Jay Ingram: So with a couple of friends were trying to launch a podcast. I have to say it's a lot of work. And I kind of thought, well, you know, having a background in radio, it would be easier than it is, but it's not, but we're doing it. But you know, I'm always, I always keep track of what's going on in science. And always trying to think about how certain kinds of information about science might be incorporated. I'll tell you one thing which I liked doing, but we haven't been able to do much lately is that I give science talks with a band and we incorporate rock and roll basically into a science talk based on the premise that, you know, science talks are fine, but surely a science talk with a bat would be better. And we've, we, we do like whole programs. We did, we did one called lunacy about humans going to the moon.

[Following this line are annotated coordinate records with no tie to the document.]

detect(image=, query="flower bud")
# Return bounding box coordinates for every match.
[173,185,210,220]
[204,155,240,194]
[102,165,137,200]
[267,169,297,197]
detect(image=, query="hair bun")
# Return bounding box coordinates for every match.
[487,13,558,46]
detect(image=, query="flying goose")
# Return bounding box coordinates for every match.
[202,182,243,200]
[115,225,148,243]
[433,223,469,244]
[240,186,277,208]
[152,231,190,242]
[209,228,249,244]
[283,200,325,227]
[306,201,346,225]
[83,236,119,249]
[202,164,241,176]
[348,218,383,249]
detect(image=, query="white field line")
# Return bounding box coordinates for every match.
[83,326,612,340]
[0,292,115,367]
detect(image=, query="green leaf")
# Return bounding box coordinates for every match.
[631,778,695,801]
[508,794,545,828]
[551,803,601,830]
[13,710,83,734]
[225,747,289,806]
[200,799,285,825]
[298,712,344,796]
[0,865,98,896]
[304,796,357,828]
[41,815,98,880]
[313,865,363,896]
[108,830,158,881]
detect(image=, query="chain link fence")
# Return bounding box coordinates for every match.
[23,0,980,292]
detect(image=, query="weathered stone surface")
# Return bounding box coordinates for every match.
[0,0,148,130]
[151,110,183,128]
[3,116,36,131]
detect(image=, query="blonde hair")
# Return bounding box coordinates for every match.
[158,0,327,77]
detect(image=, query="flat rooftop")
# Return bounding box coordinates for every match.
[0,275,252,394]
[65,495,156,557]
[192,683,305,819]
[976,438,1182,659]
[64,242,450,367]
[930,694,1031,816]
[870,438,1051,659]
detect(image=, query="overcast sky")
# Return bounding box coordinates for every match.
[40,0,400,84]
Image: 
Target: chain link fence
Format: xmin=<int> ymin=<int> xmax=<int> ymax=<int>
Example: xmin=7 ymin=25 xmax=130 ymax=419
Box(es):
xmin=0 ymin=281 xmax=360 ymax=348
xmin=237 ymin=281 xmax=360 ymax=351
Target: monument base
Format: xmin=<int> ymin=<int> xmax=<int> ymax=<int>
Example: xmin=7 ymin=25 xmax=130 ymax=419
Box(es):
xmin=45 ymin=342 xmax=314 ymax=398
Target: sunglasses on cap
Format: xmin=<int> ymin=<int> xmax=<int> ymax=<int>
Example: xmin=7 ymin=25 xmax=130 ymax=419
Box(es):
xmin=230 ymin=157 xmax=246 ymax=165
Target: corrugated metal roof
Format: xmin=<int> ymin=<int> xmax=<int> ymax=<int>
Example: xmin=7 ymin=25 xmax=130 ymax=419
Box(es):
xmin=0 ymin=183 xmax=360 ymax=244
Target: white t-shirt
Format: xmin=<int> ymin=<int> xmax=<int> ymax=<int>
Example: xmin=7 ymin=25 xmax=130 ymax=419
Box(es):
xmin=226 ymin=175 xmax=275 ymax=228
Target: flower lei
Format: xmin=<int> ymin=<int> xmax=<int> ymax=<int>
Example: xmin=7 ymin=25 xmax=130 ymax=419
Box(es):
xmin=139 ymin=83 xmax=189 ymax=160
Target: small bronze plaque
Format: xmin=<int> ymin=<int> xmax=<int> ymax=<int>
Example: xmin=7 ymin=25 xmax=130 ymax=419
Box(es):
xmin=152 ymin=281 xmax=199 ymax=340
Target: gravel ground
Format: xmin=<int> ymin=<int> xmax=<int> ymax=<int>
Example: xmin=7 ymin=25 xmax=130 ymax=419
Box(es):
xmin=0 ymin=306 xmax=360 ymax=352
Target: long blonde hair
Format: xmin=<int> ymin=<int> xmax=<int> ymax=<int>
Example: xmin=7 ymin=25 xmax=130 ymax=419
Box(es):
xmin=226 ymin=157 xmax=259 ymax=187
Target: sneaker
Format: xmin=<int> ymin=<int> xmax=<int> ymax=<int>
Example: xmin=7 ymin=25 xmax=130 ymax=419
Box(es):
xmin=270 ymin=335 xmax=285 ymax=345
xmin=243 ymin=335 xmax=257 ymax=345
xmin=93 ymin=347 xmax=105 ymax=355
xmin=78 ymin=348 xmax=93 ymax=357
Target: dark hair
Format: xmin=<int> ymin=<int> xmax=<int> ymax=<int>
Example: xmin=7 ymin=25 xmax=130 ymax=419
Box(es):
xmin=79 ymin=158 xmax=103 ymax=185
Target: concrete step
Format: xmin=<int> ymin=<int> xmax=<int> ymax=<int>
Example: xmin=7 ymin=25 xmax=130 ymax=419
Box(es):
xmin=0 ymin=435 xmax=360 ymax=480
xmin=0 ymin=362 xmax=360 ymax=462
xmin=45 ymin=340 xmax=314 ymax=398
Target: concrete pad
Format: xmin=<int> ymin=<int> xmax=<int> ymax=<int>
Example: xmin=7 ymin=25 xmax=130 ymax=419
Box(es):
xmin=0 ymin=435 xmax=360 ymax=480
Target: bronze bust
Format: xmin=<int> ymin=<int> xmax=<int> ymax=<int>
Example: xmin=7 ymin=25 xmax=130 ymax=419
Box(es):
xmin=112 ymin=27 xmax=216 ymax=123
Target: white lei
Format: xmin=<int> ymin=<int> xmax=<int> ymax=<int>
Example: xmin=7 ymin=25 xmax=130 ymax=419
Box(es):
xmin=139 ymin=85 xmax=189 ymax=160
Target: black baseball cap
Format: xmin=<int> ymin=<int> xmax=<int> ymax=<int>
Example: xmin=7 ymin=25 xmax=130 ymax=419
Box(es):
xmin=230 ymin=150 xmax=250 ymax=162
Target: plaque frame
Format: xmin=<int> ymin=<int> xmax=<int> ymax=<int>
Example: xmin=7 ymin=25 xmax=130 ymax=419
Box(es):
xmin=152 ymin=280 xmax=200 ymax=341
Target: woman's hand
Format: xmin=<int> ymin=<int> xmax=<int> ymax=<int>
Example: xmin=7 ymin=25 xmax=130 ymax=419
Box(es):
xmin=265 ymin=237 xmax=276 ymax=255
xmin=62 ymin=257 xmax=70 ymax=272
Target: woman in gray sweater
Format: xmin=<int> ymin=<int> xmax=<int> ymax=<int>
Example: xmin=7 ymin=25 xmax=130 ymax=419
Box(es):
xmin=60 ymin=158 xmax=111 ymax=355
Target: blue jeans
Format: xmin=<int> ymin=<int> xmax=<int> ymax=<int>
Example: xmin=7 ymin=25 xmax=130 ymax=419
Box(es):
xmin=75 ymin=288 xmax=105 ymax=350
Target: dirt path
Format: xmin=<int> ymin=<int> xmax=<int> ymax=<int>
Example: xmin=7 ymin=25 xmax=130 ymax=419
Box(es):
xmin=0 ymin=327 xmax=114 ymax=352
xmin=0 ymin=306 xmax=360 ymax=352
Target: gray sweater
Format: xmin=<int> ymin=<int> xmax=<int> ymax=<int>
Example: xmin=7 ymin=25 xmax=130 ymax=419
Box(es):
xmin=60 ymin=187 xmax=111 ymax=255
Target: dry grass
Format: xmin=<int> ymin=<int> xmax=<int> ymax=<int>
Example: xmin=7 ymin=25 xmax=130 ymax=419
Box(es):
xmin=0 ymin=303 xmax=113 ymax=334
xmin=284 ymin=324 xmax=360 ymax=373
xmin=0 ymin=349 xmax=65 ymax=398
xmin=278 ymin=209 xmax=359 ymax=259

Cause we did it for the 50th anniversary of the first planning in 2019 and you know, incorporated a lot of music and a couple of actors and really turned it into much more of a presentation, a show than a talk we've done one called the giant walkthrough brain where we actually moved through the brain and stop in various places and talk about curious and intriguing individuals who are, are prominent in the history of brand science. But you know, doing that during COVID is kind of a non-starter. So we're just biding time until we can do it again.

Sarah Jafari: That's wonderful. Jay, I just wanted to thank you for taking the time to speak with me today. It was honestly such an honor and a delight to be able to speak with you. And I know a lot of our other listeners just like me grew up watching you on the daily planet. So it was just a great experience altogether.

Jay Ingram: Well, thank you. It was really fun.